The template for the SDBM/R technique is presented in Fig. 1 (left). SDBM/R takes the value-in-use (i.e., the value to-be created for the customer) at its core and is divided into ‘pie slices’ that surround this core. These pie slices represent actors that are part of the business network and participate for and contribute to the respective business model design (represented by the outer ring). The SDBM/R contains three rings that for each actor (in its respective pie slice) describe the actor value proposition (the value that is proposed by an actor as part of value-in-use), the actor co-production activities (the activities conducted to establish the value proposition), and the actor costs and benefits (the respective costs and benefits per actor that are expected to result from participating in the business model execution).

figure 1

With regard to the set of actors, each service-dominant business model design should feature at least one customer (or customer segment) to which the value-in-use is directed, one focal organization or orchestrator, and at least one other business network actor (to account for a networked business model perspective). The set of business network actors can be further classified as either core parties (e.g., are essential for the execution of the business model or the delivery of the service solution) or enriching parties (e.g., extend the value proposition or enrich the service offering).

An example of a completed business model design can be seen in Fig. 1 (right). One can see that the business model focuses on the value-in-use ‘Flexible and comfortable travelling experience’, and features roles such as the user, service provider, municipality, maintenance provider and advertisers (each with associated value propositions, activities and costs and benefits) to describe the logic by which the business model is expected to create value and how this is to be supported.

The SDBM/R has been successfully applied in a set of industry projects to represent networked business models, for which the results on its application and evaluation have been communicated with scholars in a number of publications [1, 6, 18, 23, 24, 38, 62, 65,66,67].

2.2 Business model innovation and decision making

Business model innovation (BMI) has been defined as “the process of designing a new or modifying the firm’s business model or the discovery of fundamentally different business models” [40, 79]. It is therefore not surprising that BMI is often considered as an iterative process, featuring sequential steps or phases that guide business models from ideation toward implementation. To support the BMI process, several scholars have investigated the activities that are typically conducted toward the innovation of business models [74]. Generally, business model innovation is preceded by an exploration phase for which organizations analyze the strategic goals or objectives to be pursued, justifying the need for novel business model design or business model redesign. As per the start of the innovation process, novel business model designs are ideated, taking into account the strategic challenges posed. Depending on the preliminary performance of these business model designs, model alternatives are either discarded or selected for further concretization, which constitutes the next step of the innovation process. This concretization step is iterative, for which the goal is to find a concrete business model design (in terms of its structure and underlying business case) that works for all involved stakeholders. Once the business model design is complete, the innovation process is concluded by an implementation step, focusing on the implementation of the model into the logic of the organization(s).

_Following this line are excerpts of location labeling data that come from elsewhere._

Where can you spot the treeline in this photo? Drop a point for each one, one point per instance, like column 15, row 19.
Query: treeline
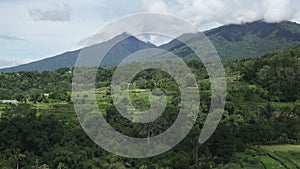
column 262, row 107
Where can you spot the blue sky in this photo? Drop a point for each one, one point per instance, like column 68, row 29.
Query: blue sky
column 33, row 29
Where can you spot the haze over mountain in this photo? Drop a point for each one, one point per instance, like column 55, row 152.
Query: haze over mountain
column 234, row 41
column 239, row 41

The BMI process inherently is uncertain and generates ambiguity and risk for decision making [55]. This is particularly relevant for new-to-the-firm business models, which concerns finding a viable novel business model design without any preconceived notion of whether the business model design may work in practice [56]. Particularly in early phases of the innovation process, data availability is generally low or lacking accuracy [44], rendering the use of qualitative decision making more appropriate [64]. However, as business models progress through the innovation phases, they become increasingly structured as decisions are finalized, facilitating the application of more quantitatively-oriented evaluation techniques [44]. To support decision making in business model innovation, practices of experimentation and trial-and-error learning are frequently stressed [5, 60]. In addition, business model evaluation is advocated as a means to structure decision making and to clarify the performance of business models [57].

2.3 Key performance indicators for business model evaluation

Business model evaluation is defined as the act of analyzing and understanding the (perceived) performance of a business model design [44]. Through business model evaluation, decision makers are able to reduce uncertainty and risk by clarifying how design decisions may impact business model performance as well as facilitating the comparison between different business model alternatives [7]. Not surprisingly, business model evaluation is argued to positively influence business model innovation and innovation success [57]. To structure and support business model evaluation, several tools and techniques have been proposed, which can be divided into qualitative-oriented techniques based on criteria analysis, elicitation techniques or expert opinions [13, 19,20,21, 43] and quantitatively oriented support based on simulation modeling and financial metrics [7, 19,20,21,22, 45]. These tools enable decision makers analyze business models and to generate insights on their expected performance.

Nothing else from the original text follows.